Papusza's most important work is the 1952 witness account of the Roma Holocaust, namely, the song (written down as a narrative poem) Tears of Blood (Ratwała jaswa).

Most of Papusza's work involved traditional Roma formats along with some unusual aspects such as writing in singular form. Most of her work dealt with nostalgia, longing, and (especially) feeling lost.

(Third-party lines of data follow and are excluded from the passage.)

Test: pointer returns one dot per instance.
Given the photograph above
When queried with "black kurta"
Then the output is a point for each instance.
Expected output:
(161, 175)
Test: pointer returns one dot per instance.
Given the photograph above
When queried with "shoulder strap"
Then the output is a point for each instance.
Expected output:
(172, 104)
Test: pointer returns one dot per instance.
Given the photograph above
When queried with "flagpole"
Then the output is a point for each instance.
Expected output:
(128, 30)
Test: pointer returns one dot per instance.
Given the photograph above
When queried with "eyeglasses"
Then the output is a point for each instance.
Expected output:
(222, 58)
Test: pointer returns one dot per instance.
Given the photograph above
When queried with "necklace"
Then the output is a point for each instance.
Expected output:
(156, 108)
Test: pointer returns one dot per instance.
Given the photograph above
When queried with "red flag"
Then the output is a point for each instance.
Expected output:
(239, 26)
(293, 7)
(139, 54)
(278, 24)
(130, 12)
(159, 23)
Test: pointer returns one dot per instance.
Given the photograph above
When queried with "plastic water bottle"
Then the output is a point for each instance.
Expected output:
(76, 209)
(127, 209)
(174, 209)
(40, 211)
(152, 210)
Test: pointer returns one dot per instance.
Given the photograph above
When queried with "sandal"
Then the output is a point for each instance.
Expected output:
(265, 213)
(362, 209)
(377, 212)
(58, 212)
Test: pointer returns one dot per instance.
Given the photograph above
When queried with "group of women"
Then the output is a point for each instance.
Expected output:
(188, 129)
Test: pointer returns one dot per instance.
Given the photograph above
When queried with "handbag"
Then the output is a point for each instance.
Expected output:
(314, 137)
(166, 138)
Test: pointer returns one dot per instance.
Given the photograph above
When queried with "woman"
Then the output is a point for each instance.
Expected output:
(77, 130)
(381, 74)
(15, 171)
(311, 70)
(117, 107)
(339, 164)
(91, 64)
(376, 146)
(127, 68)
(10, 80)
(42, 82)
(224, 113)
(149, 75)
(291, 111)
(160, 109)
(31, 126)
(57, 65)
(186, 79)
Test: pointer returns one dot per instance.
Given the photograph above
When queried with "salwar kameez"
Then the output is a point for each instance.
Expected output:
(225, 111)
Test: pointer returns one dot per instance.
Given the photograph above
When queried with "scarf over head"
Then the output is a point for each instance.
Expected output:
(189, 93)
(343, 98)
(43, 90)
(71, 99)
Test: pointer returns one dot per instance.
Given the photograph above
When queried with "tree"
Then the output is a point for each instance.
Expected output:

"...the water does not look behind
It flees, runs farther away
Where eyes will not see her,
 the water wanders..."

She published poems frequently from the late 1940s to the mid-'50s, when she was removed from Roma life, first in Polish literary magazines and then in books of her own. She published again for a short time in the late '60s.

===Publications===
- Papusza / Bronisława Wajs. 2024. Tears of Blood A Poet’s Witness Account of the Nazi Genocide of Roma. Edited by Volha Bartash, Tomasz Kamusella, and Viktor Shapoval (Ser.: Roma History and Culture, Vol. 4). Brill. NB: Romani original and English translation (by Hamish MacDonald), alongside scholarly chapters on the narrative poem's historical and cultural context.
- Papusza. 1952. Ratvale jasva (Tears of Blood), the Romani original read by Viktor Shapoval (2025).

==Legacy==
- In 1974, a documentary film entitled Papusza was directed by Maja Wójcik and Ryszard Wójcik. It presents the customs and life of the Roma community. The main protagonists of the film were Bronisława Wajs and Jerzy Ficowski.
- In 1991, a film Historia Cyganki (A Gypsy Girl's Story) was directed by Greg Kowalski featuring music by Jan Kanty Pawluśkiewicz.
- Romani theater "Romance" in Ukraine made a performance about Papusza.
- There is a monument to Papusza in Gorzów Wielkopolski.
- Zoli, the fourth novel of the Irish-born American writer Colum McCann follows the life of Marienka Novotna, nicknamed "Zoli", a fictional Slovak Romani woman. Her life is loosely based on that of Bronisława Wajs: Zoli explores the persecution of the Roma faced during World War II, as well as the impact of socialism on Romani culture and lifestyles.
- A Polish film about her life, titled Papusza, was released in 2013. It was directed by Joanna Kos-Krauze and Krzysztof Krauze and stars Jowita Budnik in the title role.
- In 2013, Andżelika Kuźniak published a book, Papusza, about the life and literary legacy of Bronisława Wajs.